Stage 1: Training the projection models

Stage 2 : Fine tuning the projection models and phi2

Stage 3 : Integrating audio and building Jñāna huggingface spaces app

Introduction

Jñāna-Phi2-Multimodal-Conversation-Agent is a gradio app hosted on huggingface spaces. Jñāna is capable of accepting inputs in the form of image/audio/text or a combination of any of these 3 and returns output in the text format. Jñāna uses microsoft/phi2 LLM model that was trained based on Llava 1.0 and Llava 1.5 papers. Qlora PEFT strategy was used for fine-tuning phi2.

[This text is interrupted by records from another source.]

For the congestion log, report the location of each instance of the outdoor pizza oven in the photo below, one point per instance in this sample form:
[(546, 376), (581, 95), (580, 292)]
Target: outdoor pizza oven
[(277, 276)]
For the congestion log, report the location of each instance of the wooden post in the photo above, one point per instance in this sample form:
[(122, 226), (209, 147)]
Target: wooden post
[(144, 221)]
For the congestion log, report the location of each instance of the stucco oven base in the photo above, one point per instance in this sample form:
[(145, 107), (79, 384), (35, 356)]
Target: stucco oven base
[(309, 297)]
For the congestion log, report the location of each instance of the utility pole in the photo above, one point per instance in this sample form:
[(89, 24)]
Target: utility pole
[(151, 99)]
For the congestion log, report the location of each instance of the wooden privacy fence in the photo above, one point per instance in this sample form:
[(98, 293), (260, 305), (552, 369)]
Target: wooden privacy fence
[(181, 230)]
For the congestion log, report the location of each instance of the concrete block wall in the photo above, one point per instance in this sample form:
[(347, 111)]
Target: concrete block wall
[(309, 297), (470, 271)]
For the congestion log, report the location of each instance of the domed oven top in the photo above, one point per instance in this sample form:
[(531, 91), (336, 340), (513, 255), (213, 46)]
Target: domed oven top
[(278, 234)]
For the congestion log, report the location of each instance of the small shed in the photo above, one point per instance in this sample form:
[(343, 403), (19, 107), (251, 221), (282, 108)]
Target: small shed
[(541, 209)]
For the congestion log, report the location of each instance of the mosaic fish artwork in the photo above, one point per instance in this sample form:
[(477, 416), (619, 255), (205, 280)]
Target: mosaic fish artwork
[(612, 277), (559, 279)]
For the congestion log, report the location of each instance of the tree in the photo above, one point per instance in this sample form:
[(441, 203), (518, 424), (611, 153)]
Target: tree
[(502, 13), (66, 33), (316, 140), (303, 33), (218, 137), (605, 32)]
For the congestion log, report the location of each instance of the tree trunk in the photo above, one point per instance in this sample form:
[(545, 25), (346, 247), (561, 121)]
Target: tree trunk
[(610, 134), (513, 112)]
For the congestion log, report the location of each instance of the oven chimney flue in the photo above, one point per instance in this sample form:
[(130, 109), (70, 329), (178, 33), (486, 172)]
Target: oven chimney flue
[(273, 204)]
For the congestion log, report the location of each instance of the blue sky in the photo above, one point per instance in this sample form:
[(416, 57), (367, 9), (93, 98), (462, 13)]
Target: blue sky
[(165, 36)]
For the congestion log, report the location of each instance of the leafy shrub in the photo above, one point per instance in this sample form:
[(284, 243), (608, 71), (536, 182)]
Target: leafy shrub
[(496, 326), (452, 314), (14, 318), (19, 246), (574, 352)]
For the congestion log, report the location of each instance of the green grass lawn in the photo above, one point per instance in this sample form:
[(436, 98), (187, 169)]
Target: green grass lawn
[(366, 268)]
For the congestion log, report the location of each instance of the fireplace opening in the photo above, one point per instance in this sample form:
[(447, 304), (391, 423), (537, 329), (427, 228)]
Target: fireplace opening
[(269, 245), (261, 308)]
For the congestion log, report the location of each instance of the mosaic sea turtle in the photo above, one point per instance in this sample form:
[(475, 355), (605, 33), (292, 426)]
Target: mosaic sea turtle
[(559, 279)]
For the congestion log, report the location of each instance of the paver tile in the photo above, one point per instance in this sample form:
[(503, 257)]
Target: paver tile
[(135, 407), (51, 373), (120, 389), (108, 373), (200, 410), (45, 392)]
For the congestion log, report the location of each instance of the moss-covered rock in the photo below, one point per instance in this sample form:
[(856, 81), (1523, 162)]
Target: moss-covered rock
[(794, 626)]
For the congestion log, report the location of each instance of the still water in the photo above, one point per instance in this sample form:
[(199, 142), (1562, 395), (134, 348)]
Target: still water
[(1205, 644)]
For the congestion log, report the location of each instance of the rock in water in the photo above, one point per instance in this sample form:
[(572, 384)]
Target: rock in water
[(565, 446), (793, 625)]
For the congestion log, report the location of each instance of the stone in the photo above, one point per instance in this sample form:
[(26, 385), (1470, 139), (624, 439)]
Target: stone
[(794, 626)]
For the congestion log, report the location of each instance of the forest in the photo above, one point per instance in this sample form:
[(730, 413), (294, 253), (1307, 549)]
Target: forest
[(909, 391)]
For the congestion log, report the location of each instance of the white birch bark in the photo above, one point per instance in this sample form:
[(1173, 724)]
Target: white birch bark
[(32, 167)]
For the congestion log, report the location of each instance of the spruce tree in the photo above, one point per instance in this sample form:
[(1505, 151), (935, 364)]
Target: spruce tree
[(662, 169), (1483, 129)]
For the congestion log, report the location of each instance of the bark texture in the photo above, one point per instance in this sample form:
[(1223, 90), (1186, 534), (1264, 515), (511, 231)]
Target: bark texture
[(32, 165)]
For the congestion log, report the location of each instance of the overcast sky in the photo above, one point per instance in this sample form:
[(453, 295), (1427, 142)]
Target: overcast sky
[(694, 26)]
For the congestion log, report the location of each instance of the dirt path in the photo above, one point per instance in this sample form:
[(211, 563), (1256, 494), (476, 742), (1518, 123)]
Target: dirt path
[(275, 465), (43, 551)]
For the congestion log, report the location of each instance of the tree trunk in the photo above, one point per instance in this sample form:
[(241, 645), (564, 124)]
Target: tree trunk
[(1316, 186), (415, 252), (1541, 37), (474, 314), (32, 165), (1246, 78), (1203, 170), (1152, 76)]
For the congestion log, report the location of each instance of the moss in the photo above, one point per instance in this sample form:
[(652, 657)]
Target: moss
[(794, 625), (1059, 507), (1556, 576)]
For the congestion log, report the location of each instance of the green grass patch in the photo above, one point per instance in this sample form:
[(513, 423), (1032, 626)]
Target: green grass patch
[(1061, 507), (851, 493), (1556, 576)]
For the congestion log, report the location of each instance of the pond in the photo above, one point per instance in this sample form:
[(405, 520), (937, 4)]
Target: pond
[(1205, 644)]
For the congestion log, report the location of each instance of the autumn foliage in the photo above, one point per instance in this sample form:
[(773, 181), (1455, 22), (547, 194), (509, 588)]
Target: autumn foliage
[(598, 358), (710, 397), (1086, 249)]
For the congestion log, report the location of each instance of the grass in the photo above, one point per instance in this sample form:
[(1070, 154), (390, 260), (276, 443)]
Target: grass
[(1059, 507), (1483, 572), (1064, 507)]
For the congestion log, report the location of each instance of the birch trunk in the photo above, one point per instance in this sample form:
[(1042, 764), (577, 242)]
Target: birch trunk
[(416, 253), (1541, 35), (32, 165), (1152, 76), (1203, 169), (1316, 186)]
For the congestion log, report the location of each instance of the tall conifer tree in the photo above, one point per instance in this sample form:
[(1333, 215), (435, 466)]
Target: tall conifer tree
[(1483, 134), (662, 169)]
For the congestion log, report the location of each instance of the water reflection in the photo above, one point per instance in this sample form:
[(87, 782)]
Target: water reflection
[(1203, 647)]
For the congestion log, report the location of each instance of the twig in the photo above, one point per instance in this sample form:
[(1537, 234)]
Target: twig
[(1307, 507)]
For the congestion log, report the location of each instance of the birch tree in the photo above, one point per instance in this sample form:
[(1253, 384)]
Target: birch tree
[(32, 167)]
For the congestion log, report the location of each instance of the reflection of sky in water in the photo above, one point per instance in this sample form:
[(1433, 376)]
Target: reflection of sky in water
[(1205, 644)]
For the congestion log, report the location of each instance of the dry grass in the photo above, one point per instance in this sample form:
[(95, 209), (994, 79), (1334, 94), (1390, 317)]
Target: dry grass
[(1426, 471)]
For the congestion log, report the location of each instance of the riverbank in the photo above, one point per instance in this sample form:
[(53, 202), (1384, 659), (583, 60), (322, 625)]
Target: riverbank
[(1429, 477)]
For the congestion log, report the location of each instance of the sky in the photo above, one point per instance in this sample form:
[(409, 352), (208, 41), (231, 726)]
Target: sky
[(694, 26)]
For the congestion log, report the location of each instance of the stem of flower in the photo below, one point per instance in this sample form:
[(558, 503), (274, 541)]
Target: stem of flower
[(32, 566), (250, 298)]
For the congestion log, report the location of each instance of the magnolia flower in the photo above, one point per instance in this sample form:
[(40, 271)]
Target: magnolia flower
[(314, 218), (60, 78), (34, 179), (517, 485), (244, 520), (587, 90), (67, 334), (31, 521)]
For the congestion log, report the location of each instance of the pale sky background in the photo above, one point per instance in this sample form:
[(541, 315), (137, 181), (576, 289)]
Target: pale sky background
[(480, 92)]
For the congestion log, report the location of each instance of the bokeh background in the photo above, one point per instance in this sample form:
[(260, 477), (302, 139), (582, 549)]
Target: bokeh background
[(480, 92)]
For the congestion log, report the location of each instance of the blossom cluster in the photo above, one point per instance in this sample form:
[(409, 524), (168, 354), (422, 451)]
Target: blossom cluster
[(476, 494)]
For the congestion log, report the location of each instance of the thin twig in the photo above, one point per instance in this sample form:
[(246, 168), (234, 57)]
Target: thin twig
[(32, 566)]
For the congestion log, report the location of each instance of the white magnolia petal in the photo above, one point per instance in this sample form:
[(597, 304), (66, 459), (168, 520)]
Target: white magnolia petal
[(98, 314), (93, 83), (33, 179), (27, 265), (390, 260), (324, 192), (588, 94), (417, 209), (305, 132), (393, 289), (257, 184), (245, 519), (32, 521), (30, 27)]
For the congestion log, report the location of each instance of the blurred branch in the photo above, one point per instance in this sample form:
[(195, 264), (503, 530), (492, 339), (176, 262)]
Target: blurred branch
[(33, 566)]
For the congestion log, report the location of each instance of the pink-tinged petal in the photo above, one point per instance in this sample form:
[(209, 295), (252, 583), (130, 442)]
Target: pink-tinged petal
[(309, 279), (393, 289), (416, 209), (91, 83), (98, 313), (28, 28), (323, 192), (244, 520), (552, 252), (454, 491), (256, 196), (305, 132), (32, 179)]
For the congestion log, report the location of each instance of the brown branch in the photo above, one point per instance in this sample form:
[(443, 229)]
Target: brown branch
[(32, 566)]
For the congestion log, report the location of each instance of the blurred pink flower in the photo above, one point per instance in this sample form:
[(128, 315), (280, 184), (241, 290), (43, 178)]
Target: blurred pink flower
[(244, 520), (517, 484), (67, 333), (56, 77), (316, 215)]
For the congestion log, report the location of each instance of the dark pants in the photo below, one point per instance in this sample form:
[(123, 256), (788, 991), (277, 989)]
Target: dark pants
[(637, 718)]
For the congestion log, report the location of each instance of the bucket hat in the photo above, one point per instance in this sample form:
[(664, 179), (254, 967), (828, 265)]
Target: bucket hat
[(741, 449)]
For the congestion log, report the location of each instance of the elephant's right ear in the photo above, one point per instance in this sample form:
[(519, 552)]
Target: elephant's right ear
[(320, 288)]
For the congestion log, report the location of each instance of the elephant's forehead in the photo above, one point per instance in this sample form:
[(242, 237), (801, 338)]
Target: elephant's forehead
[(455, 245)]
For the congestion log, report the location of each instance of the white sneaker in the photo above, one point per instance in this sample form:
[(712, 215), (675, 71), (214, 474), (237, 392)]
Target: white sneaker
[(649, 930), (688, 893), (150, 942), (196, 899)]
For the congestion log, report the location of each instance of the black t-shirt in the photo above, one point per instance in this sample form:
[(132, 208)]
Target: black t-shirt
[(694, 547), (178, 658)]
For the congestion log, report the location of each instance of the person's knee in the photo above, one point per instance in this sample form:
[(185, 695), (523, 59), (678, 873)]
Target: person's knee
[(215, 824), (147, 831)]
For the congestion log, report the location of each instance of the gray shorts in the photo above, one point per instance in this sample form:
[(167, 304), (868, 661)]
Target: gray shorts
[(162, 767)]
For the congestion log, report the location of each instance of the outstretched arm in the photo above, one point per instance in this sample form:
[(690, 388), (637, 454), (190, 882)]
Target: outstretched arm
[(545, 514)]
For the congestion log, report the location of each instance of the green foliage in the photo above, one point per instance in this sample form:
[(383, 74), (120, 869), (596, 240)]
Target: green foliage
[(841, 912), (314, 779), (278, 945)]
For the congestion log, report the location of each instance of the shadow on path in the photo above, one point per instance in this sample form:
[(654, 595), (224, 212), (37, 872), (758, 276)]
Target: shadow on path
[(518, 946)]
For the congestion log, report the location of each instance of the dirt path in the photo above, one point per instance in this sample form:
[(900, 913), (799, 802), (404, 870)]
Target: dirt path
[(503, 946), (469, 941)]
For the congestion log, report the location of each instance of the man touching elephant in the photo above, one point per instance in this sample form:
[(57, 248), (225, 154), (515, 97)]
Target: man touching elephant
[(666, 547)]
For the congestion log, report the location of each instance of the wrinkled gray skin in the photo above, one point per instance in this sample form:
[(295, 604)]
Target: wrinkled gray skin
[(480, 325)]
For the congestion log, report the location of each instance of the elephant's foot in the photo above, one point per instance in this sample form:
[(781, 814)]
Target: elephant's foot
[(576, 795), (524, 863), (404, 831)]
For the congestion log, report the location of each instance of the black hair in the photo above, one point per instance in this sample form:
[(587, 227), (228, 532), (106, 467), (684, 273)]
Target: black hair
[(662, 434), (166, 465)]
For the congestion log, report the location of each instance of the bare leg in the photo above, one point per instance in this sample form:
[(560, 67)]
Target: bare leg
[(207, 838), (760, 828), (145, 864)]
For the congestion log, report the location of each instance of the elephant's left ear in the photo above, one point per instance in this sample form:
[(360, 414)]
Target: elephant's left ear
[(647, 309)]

What is a multimodal LLM ? Traditional language models generally accepts text input alone and generates text based on the same. Whereas multimodal LLMs are capable of handling wide variety of input formats like image, audio, text and video. They are also capable of generating outputs in different formats like image, audio, text and video. A super multi-modal LLM will look like below:

In this article, we will be dealing only with image, audio, text inputs and will get text response as output. Let us delve into the training strategy and other details in below sections.

Demo

Below is an image inferred by Jnana accepting all 3 forms of input – image, audio and text. Audio query was “Please explain this image“. Also given below is youtube video link where you can find more demos for various combination of inputs: Jnana Youtube demo

Stage 1 : Training the projection models

Our objective here is to build a multimodal LLM. Multimodal means LLM should be capable to accept inputs in forms additional to usual text format. In our case, we are attempting to equip LLM to accept image and audio inputs apart from the text. We will use microsoft/phi2 as our LLM here. But phi2 is a textual LLM which means it accepts text tokens only as input. It doesn’t have innate capabilities to accept image or audio as input. So we have to convert image and audio to a format that phi2 can accept and understand. In stage-1, we will deal with converting image to an embedding format that phi2 can accept and process. Let us first understand the dataset and dataloading part required for stage-1 training.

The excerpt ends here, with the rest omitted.